There's a 'should' either stated or implied.
You could make a case that it is a normative statement - certainly not everyone would consider it not to be. It would have been clearer if I'd phrased my response as a question: 'would you consider that statement to be normative?'
My sense is that you have a pretty good idea of how philosophers use the word 'normative', and you're pursuing a level of clarity about it that's impossible to obtain. Since it (by definition) doesn't map to anything in the physical or mathematical worlds, and arguably even if it did, it just isn't possible to identify a class of phenomena with which you could concretely associate the word. It's a convenience notion moral realists use to gesture at what they hope are sufficiently shared concepts. If you're sceptical that it succeeds, maybe you just aren't a moral realist...
Aristotle would answer "'should' is said in many ways". I was of course thinking of the normative 'should', which I believe is the first that comes to mind when someone asks about normative sentences. But I'd be highly interested in a different kind of counterexample: a normative sentence without a 'should' stated or implied.
Some confusion in that:
In economics “Normative Econ” often means axiom based approach. State “reasonable conditions on preferences and production functions” derive necessary implications.

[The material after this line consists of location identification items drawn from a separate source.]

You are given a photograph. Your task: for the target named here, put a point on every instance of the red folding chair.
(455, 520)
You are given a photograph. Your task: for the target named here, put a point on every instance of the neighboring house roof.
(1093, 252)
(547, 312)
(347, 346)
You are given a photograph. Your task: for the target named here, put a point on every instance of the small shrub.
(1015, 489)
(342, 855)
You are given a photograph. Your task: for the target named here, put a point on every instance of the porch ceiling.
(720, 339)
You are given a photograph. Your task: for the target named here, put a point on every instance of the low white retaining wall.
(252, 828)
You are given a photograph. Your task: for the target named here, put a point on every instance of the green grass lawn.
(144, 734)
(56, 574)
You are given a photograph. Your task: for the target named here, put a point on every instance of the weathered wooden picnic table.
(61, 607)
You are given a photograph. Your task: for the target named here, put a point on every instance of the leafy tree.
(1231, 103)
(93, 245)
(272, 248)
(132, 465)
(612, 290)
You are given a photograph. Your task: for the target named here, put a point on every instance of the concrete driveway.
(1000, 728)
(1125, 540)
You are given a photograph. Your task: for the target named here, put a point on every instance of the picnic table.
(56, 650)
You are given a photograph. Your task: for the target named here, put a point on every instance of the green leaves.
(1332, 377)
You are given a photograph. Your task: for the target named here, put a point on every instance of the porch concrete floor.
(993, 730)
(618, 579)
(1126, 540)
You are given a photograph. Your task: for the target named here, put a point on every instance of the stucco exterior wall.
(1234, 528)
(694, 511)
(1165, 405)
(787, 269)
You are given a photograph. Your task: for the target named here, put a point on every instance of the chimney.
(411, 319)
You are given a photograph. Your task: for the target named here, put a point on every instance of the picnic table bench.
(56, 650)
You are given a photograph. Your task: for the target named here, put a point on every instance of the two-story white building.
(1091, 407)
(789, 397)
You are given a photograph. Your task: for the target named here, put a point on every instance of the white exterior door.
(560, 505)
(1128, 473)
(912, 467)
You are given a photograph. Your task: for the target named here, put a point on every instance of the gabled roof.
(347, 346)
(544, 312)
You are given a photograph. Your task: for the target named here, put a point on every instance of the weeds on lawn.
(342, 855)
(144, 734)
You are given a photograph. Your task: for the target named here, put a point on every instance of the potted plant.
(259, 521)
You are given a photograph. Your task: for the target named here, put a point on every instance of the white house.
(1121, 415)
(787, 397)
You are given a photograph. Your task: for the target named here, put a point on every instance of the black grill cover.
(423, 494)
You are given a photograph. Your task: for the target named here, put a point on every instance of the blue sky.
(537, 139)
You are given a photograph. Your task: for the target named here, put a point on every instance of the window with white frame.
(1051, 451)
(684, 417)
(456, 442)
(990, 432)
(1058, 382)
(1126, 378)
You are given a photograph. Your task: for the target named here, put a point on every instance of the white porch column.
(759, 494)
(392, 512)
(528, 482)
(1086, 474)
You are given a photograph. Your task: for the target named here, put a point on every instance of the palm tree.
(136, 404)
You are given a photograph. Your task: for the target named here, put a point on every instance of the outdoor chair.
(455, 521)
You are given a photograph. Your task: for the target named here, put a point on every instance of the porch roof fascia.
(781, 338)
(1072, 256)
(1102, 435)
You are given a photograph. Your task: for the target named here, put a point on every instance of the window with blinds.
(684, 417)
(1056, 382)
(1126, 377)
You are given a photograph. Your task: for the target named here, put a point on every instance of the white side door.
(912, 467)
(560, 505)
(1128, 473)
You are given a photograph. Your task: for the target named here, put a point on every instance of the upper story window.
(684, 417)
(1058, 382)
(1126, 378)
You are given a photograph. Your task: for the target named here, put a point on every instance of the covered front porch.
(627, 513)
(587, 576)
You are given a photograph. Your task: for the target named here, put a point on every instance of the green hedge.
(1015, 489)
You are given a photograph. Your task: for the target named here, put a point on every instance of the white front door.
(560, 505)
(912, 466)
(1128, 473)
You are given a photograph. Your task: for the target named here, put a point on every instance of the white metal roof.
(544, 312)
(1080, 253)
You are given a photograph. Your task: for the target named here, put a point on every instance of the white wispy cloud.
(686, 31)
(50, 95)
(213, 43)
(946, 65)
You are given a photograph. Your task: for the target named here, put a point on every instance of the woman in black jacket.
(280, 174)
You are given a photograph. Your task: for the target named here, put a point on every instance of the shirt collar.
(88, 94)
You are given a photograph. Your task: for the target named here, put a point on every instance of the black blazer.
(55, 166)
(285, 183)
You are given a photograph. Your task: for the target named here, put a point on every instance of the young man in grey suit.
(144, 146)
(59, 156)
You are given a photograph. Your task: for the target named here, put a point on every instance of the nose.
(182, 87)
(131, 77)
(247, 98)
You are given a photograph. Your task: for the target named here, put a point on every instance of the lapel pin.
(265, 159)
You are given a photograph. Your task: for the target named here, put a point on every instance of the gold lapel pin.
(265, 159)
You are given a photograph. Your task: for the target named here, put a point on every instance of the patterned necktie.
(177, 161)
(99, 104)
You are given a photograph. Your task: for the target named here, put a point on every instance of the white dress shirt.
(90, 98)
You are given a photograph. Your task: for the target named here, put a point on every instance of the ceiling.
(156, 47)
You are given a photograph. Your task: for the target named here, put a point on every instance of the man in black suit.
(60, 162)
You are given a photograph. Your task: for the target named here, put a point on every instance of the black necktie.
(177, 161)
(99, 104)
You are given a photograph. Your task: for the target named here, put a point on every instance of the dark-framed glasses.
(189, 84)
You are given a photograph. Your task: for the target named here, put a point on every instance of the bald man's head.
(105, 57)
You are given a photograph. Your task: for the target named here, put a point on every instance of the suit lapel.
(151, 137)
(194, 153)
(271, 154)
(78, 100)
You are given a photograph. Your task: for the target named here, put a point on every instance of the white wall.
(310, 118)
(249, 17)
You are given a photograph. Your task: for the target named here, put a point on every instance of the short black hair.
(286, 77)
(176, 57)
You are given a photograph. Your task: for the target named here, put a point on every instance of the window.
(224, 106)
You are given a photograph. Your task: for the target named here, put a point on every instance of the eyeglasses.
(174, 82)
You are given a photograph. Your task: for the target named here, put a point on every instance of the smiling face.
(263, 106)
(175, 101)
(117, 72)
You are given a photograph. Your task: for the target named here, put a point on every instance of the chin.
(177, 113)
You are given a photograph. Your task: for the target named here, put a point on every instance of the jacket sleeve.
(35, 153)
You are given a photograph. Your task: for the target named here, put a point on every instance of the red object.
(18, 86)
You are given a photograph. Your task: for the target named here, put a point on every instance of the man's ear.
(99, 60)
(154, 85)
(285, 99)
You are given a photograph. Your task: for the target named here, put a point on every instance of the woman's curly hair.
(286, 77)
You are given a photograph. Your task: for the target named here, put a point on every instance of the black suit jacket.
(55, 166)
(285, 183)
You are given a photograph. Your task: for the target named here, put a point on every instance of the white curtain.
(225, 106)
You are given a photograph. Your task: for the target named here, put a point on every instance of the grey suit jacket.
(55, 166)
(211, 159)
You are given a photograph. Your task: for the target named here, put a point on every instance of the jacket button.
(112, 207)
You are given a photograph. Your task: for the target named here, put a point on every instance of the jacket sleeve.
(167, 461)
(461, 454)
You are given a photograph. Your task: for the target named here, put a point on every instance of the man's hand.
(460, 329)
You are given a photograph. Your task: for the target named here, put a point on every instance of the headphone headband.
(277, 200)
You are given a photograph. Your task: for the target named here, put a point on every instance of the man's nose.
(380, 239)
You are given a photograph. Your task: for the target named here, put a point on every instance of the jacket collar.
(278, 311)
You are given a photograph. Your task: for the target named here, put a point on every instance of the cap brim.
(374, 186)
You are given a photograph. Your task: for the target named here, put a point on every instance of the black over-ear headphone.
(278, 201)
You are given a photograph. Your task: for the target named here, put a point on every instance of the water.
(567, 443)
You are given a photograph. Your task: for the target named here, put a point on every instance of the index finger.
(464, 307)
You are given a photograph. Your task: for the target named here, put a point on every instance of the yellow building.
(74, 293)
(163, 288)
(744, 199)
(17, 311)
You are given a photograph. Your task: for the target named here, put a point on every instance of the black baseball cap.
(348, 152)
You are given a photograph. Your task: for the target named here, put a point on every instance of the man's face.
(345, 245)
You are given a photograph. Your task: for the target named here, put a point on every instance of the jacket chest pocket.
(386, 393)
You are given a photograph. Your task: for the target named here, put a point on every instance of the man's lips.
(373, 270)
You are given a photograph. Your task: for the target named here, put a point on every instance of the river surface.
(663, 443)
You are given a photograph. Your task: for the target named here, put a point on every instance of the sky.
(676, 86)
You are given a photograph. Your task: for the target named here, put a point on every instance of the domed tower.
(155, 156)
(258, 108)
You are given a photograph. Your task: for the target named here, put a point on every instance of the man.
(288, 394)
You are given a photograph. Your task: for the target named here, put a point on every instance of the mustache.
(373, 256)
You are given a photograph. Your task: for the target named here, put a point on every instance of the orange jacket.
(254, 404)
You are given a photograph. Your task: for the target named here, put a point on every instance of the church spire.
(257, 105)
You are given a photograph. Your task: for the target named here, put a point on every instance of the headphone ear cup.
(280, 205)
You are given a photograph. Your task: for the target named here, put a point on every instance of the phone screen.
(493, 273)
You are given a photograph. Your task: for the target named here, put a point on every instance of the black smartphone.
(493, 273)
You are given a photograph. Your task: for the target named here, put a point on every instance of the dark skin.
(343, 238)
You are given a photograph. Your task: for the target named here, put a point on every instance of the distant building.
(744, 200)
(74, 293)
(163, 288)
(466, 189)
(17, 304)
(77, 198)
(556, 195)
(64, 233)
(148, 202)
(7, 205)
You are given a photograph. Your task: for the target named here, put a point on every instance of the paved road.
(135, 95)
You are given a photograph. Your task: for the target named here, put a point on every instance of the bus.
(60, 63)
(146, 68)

See… most of books like Mas Colell et al.
In common parlance, maybe in psych, I’ve hear “normative behaviour” used to mean something like “typical, normal, socially acceptable behaviour”
I don't think there's a perfect answer, but as a heuristic I defer to the logical positivists - if you can't even in principle find direct evidence for or against the statement by observing the physical world and you can't mathematically prove it, and on top of that it sounds like a statement about behaviour or action, then you're probably in normland.
'If you add 1 to 1 you should get 2' is not a statement people would necessarily consider normative.